Probability Distribution: Negative Binomial

The negative binomial distribution has two primary intuitions:

1. The “Waiting Time” Distribution: It models the number of trials ($k$) required to achieve a fixed number of successes ($r$). This is the opposite of the Binomial distribution, where you have a fixed number of trials and count the successes.
2. The “Overdispersed Count” Distribution: It models count data, like the Poisson distribution, but is more flexible because it can handle data where the variance is greater than the mean (a situation called overdispersion). This makes it ideal for real-world scenarios where events are not perfectly independent.

Probability Mass Function (PMF)

The Probability Mass Function (PMF) of the negative binomial distribution calculates the probability of needing exactly $k$ trials to achieve a predetermined $r$ number of successes.

The formula is:

\[P(X=k) = \binom{k-1}{r-1} p^r (1-p)^{k-r}\]

Where:

• k is the total number of trials (k = r, r+1, r+2, …).
• r is the fixed number of successes you want to achieve.
• p is the probability of success on any individual trial.
• $\binom{k-1}{r-1}$ is the binomial coefficient, which calculates the number of ways to arrange the first $r-1$ successes within the first $k-1$ trials.

Intuition Behind the Formula

The formula can be broken into three logical parts:

1. $p^r$: This is the probability of achieving your $r$ successes.
2. $(1-p)^{k-r}$: This is the probability of getting the $k-r$ failures that occur along the way.
3. $\binom{k-1}{r-1}$: This counts the number of different sequences in which the events can occur. The last event must be the $r$-th success, so we are calculating how many ways the first $r-1$ successes can be distributed among the previous $k-1$ trials.

Important Note: Alternative Formulation

Some textbooks and statistical software define the negative binomial distribution slightly differently: they model the number of failures ($y$) that occur before the $r$-th success is achieved.

In this version, the PMF is:

\[P(Y=y) = \binom{y+r-1}{r-1} p^r (1-p)^y\]

Where $y$ is the number of failures ($y$ = 0, 1, 2, …). This is the version used by libraries like SciPy in Python.

Derivations

The easiest way to derive the mean and variance is to think of a negative binomial random variable $X$ as the sum of $r$ independent and identical geometric random variables. Each geometric variable represents the number of trials needed for one success.

Derivation of the Mean (E[X])

1. The Model: Let $X = X_1 + X_2 + … + X_r$, where each $X_i$ is an independent geometric variable representing the trials needed for the i-th success.

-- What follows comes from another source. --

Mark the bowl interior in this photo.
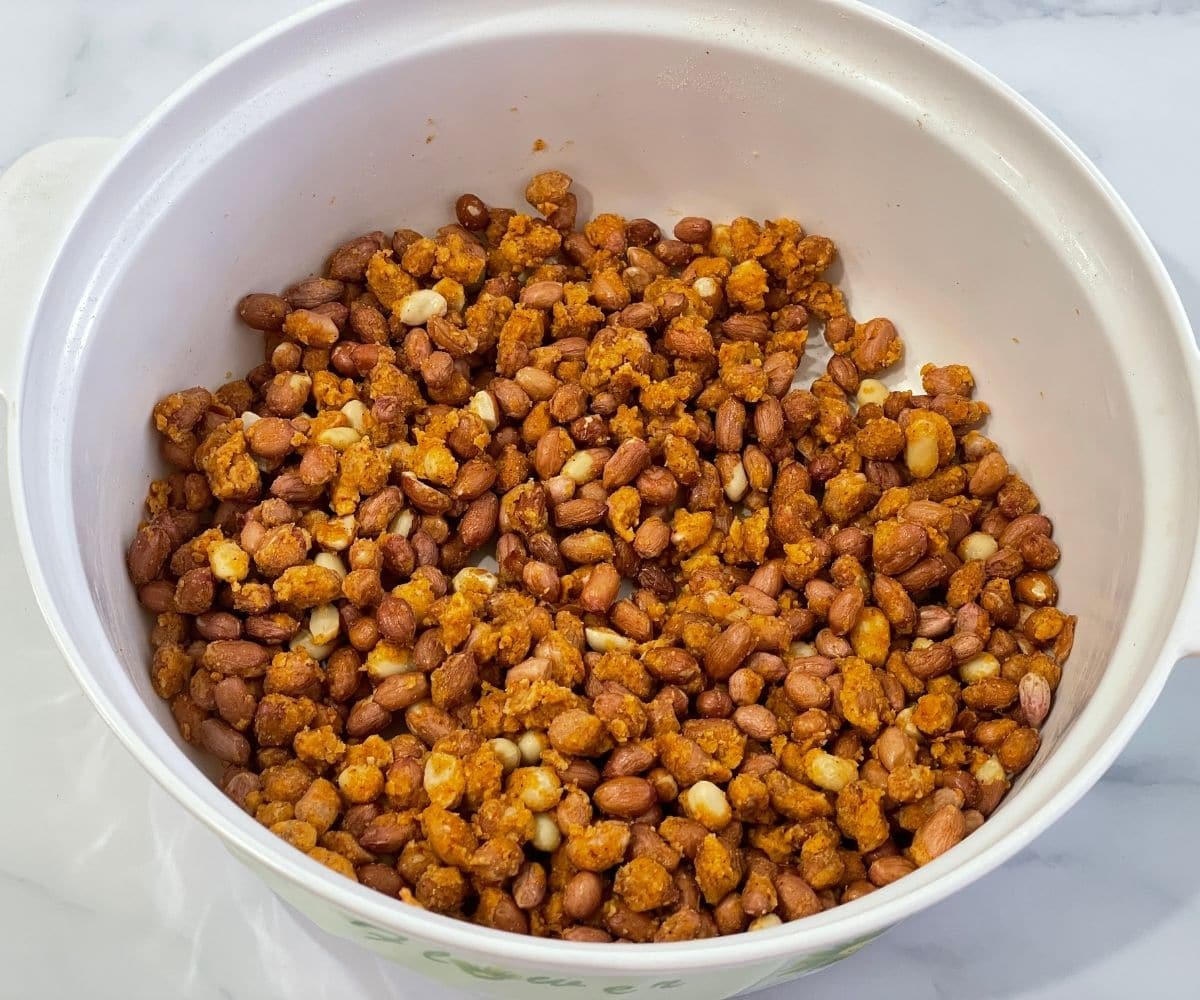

2. Linearity of Expectation: The expected value of a sum is the sum of the expected values.

   \[E[X] = E[X_1] + E[X_2] + ... + E[X_r]\]
3. Mean of a Geometric Distribution: The mean of a single geometric distribution is $\frac{1}{p}$.

4. Final Result:

   \[E[X] = r \cdot \left(\frac{1}{p}\right) = \frac{r}{p}\]

Derivation of the Variance (Var(X))

1. The Model: We use the same model, $X = X_1 + X_2 + … + X_r$.

2. Variance of a Sum of Independents: Since the r geometric trials are independent, the variance of their sum is the sum of their variances.

   \[Var(X) = Var(X_1) + Var(X_2) + ... + Var(X_r)\]
3. Variance of a Geometric Distribution: The variance of a single geometric distribution is $\frac{1-p}{p^2}$.

4. Final Result:

   \[Var(X) = r \cdot \left(\frac{1-p}{p^2}\right) = \frac{r(1-p)}{p^2}\]

Practical Examples

1. Sales and Marketing Scenario: A marketing team wants to get 1,000 survey responses ($r=1000$). They know from experience that the probability of any given person responding is 5% ($p=0.05$). Use Case: The negative binomial distribution can calculate the probability that they will need to email exactly 21,000 people ($k=21000$) to reach their goal of 1,000 responses. It helps in planning the scale and cost of the campaign.

2. Manufacturing Quality Control Scenario: An inspector is checking light bulbs from a production line and needs to find 5 defective bulbs ($r=5$) to trigger a full line review. The known defect rate is 2% ($p=0.02$). Use Case: The distribution can model the number of bulbs the inspector will have to check before finding the fifth defective one. This helps in understanding the time and effort involved in quality control sampling.

3. Ecology and Epidemiology Scenario: An ecologist is studying the number of a rare insect species per quadrant in a field. The average might be low, but the insects tend to cluster together. This means some quadrants will have zero, and others will have many, leading to a variance much higher than the mean (overdispersion). Use Case: A Poisson distribution would be a poor fit here. The negative binomial distribution is the standard model in ecology for this type of clustered or “contagious” count data, as its extra parameter accurately captures the high variability.